This work addresses the limited capability of existing vision–language–action (VLA) models to perform explicit multimodal reasoning in long-horizon or out-of-distribution tasks, where coordinated text understanding, visual prediction, and action decision-making are required. To this end, we propose HALO, the first embodied multimodal chain-of-thought (EM-CoT) framework that unifies human-like reasoning through a sequential process of task decomposition, subgoal prediction, and action generation. HALO employs a Mixture-of-Experts Transformer architecture trained on automatically synthesized EM-CoT data and guided by a tailored policy to effectively align semantic, visual, and motor modules. Evaluated on the RoboTwin benchmark, HALO outperforms the pi₀ baseline by 34.1% and demonstrates exceptional generalization in highly randomized, unseen environments.

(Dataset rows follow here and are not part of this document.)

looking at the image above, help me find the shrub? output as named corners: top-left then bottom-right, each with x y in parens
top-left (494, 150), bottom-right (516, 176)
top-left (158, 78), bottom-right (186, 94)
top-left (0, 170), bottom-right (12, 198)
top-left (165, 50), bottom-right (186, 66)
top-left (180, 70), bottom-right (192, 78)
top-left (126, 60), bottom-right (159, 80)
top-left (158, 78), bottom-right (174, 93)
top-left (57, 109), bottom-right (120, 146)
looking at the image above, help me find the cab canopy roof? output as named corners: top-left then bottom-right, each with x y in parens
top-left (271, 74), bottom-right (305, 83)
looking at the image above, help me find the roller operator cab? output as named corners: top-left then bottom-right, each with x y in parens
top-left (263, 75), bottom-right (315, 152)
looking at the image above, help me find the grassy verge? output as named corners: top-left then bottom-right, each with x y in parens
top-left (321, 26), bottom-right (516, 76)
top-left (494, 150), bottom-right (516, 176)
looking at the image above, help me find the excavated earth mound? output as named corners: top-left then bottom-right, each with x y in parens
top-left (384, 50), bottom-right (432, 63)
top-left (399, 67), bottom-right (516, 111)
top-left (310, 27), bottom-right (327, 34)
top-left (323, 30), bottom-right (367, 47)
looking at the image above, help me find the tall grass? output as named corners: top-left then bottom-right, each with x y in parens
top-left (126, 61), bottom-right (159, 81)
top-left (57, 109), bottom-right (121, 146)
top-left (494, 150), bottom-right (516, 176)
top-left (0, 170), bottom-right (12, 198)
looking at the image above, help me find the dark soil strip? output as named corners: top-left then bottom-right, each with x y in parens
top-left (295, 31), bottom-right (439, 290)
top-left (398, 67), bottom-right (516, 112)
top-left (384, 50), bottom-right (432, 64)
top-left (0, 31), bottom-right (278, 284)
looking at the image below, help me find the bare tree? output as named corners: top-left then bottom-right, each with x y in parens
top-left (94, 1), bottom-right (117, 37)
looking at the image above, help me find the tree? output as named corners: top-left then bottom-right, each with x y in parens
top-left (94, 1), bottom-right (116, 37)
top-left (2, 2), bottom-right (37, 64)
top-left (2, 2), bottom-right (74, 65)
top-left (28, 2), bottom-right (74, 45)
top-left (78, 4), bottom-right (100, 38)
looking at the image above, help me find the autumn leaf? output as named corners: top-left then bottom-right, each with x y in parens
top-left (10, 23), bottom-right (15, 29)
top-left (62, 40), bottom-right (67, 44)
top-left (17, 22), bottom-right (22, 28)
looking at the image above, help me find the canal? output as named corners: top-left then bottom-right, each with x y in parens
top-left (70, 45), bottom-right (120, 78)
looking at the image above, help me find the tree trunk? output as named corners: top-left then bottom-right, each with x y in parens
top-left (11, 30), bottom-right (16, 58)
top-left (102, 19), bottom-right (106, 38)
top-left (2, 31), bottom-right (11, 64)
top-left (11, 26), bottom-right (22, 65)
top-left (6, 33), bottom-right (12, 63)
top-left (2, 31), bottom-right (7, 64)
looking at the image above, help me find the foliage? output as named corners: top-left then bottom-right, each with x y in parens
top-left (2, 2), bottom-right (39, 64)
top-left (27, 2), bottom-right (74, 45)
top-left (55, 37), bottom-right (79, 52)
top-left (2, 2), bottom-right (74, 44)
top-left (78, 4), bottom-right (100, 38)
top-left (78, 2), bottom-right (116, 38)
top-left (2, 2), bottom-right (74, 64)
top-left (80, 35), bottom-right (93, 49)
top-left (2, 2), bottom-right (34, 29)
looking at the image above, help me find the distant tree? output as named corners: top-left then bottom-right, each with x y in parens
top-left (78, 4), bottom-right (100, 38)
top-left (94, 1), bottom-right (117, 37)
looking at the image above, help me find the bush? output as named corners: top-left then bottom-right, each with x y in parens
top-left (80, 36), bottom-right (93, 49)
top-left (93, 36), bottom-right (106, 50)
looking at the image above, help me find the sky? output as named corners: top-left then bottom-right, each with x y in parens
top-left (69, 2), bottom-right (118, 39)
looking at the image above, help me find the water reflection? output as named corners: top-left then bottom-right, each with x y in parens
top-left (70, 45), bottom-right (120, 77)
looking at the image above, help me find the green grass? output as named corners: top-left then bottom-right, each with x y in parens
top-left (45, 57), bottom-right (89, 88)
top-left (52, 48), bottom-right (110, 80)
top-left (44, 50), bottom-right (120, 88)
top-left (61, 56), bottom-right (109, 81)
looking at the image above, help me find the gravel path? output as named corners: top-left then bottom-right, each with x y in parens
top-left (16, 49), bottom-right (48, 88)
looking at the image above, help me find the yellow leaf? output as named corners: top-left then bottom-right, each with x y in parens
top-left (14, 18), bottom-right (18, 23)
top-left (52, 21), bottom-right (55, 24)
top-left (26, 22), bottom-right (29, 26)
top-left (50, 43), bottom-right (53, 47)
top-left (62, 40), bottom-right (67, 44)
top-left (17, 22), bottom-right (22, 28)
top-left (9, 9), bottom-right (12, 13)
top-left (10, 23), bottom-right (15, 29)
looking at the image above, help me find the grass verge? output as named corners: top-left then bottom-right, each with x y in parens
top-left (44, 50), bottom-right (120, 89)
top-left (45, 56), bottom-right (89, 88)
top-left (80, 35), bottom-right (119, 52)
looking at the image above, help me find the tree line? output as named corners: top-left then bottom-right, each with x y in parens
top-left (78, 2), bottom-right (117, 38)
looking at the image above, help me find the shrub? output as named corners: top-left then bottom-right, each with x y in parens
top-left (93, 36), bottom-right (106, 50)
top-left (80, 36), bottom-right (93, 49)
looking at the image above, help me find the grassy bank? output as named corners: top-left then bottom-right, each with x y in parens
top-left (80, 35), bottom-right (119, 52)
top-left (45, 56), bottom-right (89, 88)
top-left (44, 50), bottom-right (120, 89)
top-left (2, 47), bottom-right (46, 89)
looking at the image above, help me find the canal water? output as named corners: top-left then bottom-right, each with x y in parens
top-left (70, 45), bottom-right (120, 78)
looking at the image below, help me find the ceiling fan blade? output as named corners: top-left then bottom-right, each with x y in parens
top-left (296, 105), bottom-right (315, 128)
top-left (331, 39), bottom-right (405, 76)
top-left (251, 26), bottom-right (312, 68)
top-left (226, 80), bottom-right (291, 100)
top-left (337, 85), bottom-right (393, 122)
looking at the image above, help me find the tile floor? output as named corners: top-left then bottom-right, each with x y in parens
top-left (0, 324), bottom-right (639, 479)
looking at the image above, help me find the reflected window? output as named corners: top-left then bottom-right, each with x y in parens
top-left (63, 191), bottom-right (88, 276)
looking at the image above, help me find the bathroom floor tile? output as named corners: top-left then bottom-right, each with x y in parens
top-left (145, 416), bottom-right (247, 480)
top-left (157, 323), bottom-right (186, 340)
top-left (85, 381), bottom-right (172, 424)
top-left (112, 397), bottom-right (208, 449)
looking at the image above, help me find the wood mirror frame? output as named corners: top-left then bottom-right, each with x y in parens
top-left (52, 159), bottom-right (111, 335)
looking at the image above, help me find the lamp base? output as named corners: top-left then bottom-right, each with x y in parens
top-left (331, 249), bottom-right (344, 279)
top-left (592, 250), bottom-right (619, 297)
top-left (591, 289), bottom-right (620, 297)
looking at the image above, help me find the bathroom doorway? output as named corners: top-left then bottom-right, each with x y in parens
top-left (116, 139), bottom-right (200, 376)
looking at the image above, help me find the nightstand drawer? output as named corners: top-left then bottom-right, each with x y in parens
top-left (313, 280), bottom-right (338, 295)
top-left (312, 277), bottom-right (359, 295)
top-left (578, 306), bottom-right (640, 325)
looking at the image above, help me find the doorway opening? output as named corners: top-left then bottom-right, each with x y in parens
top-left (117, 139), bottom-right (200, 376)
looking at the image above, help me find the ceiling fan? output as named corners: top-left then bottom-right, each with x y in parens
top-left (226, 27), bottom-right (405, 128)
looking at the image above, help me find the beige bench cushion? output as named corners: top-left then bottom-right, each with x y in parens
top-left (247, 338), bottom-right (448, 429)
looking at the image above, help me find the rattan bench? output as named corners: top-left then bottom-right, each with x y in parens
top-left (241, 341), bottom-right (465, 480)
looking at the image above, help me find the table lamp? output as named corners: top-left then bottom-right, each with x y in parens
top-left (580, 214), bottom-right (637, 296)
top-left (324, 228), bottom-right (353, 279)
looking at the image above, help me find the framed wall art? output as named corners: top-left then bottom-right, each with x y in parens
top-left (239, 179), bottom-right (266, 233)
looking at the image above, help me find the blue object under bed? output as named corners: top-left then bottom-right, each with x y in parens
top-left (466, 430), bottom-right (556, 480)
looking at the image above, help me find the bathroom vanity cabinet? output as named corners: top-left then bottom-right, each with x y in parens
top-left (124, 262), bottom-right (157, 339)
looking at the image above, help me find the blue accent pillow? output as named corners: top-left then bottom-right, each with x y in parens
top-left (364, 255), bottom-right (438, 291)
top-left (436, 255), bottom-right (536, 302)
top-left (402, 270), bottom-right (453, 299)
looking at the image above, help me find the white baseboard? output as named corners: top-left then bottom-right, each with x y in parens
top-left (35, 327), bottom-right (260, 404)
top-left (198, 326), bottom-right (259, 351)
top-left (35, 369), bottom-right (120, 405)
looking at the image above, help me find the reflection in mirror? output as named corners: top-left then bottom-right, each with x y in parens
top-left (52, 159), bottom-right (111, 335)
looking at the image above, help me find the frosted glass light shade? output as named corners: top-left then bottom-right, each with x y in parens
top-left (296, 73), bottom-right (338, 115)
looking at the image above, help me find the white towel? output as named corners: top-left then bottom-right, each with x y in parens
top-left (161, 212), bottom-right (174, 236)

Vision-Language-Action (VLA) models have shown strong performance in robotic manipulation, but often struggle in long-horizon or out-of-distribution scenarios due to the lack of explicit mechanisms for multimodal reasoning and anticipating how the world will evolve under action. Recent works introduce textual chain-of-thought or visual subgoal prediction within VLA models to reason, but still fail to offer a unified human-like reasoning framework for joint textual reasoning, visual foresight, and action prediction. To this end, we propose HALO, a unified VLA model that enables embodied multimodal chain-of-thought (EM-CoT) reasoning through a sequential process of textual task reasoning, visual subgoal prediction for fine-grained guidance, and EM-CoT-augmented action prediction. We instantiate HALO with a Mixture-of-Transformers (MoT) architecture that decouples semantic reasoning, visual foresight, and action prediction into specialized experts while allowing seamless cross-expert collaboration. To enable HALO learning at scale, we introduce an automated pipeline to synthesize EM-CoT training data along with a carefully crafted training recipe. Extensive experiments demonstrate that: (1) HALO achieves superior performance in both simulated and real-world environments, surpassing baseline policy pi_0 by 34.1% on RoboTwin benchmark; (2) all proposed components of the training recipe and EM-CoT design help improve task success rate; and (3) HALO exhibits strong generalization capabilities under aggressive unseen environmental randomization with our proposed EM-CoT reasoning.